造血幹細胞及び前駆細胞のex vivo増殖のための手順は、参照により本明細書に組み込まれる米国特許第5,199,942号に記載されており、本開示の細胞に適用することができる。他の好適な方法は当技術分野において公知であるため、本開示は、細胞のex vivo増殖に関するいかなる特定の方法にも限定されない。簡潔には、T細胞のex vivo培養及び増殖は、(1)末梢血採取または骨髄移植片からの哺乳動物由来CD34造血幹細胞及び前駆細胞の回収、及び(2)そのような細胞のex vivo増殖を含む。米国特許第5,199,942号に記載の細胞増殖因子に加えて、flt3−L、IL−1、IL−3、及びc−kitリガンドなどの他の因子を、細胞の培養及び増殖に使用することができる。

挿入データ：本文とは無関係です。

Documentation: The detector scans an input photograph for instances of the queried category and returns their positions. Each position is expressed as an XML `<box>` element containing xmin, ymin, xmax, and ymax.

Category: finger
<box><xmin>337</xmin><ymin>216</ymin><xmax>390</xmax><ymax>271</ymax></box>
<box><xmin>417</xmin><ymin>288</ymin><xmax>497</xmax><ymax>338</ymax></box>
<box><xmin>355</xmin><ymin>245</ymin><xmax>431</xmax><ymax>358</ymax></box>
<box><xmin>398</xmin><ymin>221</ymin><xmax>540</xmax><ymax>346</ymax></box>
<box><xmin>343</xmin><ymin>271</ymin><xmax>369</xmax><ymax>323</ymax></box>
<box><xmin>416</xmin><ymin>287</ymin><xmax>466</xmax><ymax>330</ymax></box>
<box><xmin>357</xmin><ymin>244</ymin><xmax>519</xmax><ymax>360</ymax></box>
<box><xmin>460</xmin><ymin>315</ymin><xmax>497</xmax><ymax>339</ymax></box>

ex vivo免疫付与に関しては、細胞を用いたワクチンの使用に加え、本開示はまた、患者の抗原に対する免疫応答を誘発するin vivo免疫付与のための組成物及び方法を提供する。
一般に、本明細書に記載されるように活性化及び増殖した細胞は、免疫不全状態の個体に起こる疾患の治療及び予防に利用することができる。
本開示の改変T細胞は、単独で投与しても、あるいは希釈剤及び/またはIL−2もしくは他のサイトカインもしくは細胞集団などの他の成分と組み合わせて医薬組成物として投与してもよい。
併用療法
本明細書に記載の改変T細胞は、他の公知の薬剤及び療法と組み合わせて使用することができる。本明細書で使用される場合、「組み合わせて」投与するとは、対象が疾患に罹患している期間、対象に2種(またはそれ以上)の異なる治療が送達されること、例えば、患者が障害と診断された後で、かつ障害が治癒する前もしくは消失する前、または他の理由で治療が中止される前に、2種以上の治療が送達されることを意味する。いくつかの実施形態では、第1の治療の送達が、第2の送達の開始時に引き続き行われているため、投与面で重複がある。これを本明細書で「同時」または「同時送達」と称することもある。他の実施形態では、第1の治療の送達は、他の治療の送達が開始される前に終了する。いずれの場合のいくつかの実施形態においても、投与の組み合わせにより、治療の有効性は高まる。例えば、第1の治療をせずに第2の治療が投与された場合に認められるもの、または類似の状況が第1の治療により認められるものよりも、第2の治療が有効である、例えば、第2の治療を減らしても同等の効果が認められるか、または第2の治療で症状が大幅に軽減する。いくつかの実施形態では、送達は、症状、または疾患に関連する他のパラメーターの軽減が、他方の治療をせずに送達される一方の治療で観察されるであろうものよりも大きいような送達である。2種の治療の効果は、部分的に相加的、完全に相加的、または相加を超える場合がある。送達は、送達された第1の治療の効果が、第2の治療が送達されるときに引き続き検出可能であるような送達であり得る。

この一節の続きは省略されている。